Most enterprise organizations globally express high confidence in their ability to recover from disruptions involving agentic AI systems, yet a recent comprehensive survey reveals a critical disconnect: a significant majority rarely test these crucial recovery plans with sufficient frequency to validate their effectiveness. This paradox, uncovered by a study involving over 300 IT decision-makers across Australia, New Zealand, Europe, the United Kingdom, and the United States, casts a shadow over the true resilience of modern enterprises increasingly reliant on autonomous artificial intelligence.
The survey, spearheaded by Keepit, a Denmark-based vendor-independent cloud backup and recovery service, illuminated a stark contrast between perception and practice. An overwhelming 94% of respondents affirmed their belief that their existing disaster recovery (DR) strategies adequately encompass agentic AI systems. However, this robust confidence stands in stark opposition to the operational reality, as only 32% of these same organizations reported testing their agentic AI recovery plans on a monthly basis. This infrequent validation suggests a potential vulnerability, where untested assumptions could lead to prolonged downtime and significant data loss in the event of an actual AI-driven disruption.

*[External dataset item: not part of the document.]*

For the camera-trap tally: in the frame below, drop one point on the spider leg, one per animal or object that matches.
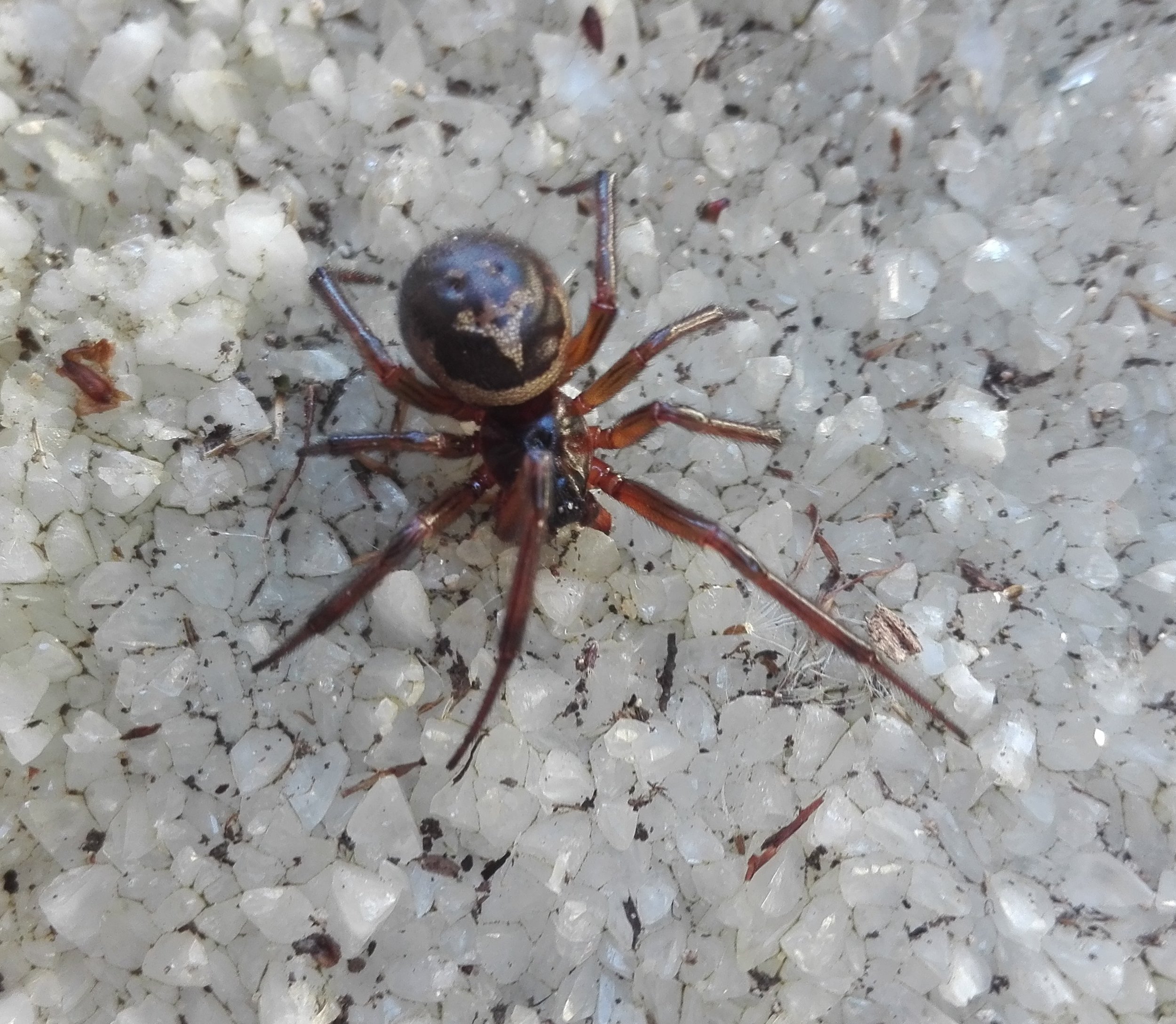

The Expanding Landscape of Agentic AI and Its Unique DR Challenges
Agentic AI refers to artificial intelligence systems capable of autonomous decision-making, goal-setting, and execution without constant human intervention. These systems are designed to perceive their environment, act upon it, and adapt to achieve specific objectives, often learning and evolving independently. Examples span from advanced automation bots managing complex IT infrastructures to sophisticated algorithms optimizing supply chains, financial trading, or even critical security operations. The integration of agentic AI promises unprecedented efficiency and innovation, but it also introduces novel and complex challenges for disaster recovery and business continuity planning. Unlike traditional software systems, agentic AI’s autonomous nature means failures can propagate rapidly, leading to cascading effects across interconnected systems. Data poisoning, unexpected algorithmic biases, or even malicious manipulation of an agentic system could trigger widespread operational paralysis, making traditional, reactive recovery strategies potentially inadequate.

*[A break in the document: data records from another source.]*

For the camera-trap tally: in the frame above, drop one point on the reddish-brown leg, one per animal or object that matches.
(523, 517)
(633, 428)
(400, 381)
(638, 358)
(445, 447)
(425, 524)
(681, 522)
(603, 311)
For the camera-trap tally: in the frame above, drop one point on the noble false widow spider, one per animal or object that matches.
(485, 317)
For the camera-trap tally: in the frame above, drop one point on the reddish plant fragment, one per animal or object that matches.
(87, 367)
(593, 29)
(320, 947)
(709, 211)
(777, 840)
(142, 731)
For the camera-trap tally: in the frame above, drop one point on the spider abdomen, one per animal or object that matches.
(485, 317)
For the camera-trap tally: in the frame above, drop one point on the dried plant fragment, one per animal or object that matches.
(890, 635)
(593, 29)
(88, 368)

"Organizations need to put more emphasis on creating long-term, structured, and tested disaster recovery plans," stated Kim Larsen, Group Chief Information Security Officer at Keepit, in a public statement accompanying the report. Larsen further emphasized the foundational role of robust data governance and accountability, asserting that these elements are indispensable for any effective resiliency plan. His comments underscore the growing industry consensus that as AI systems become more autonomous, the need for proactive, rigorously tested recovery protocols becomes paramount.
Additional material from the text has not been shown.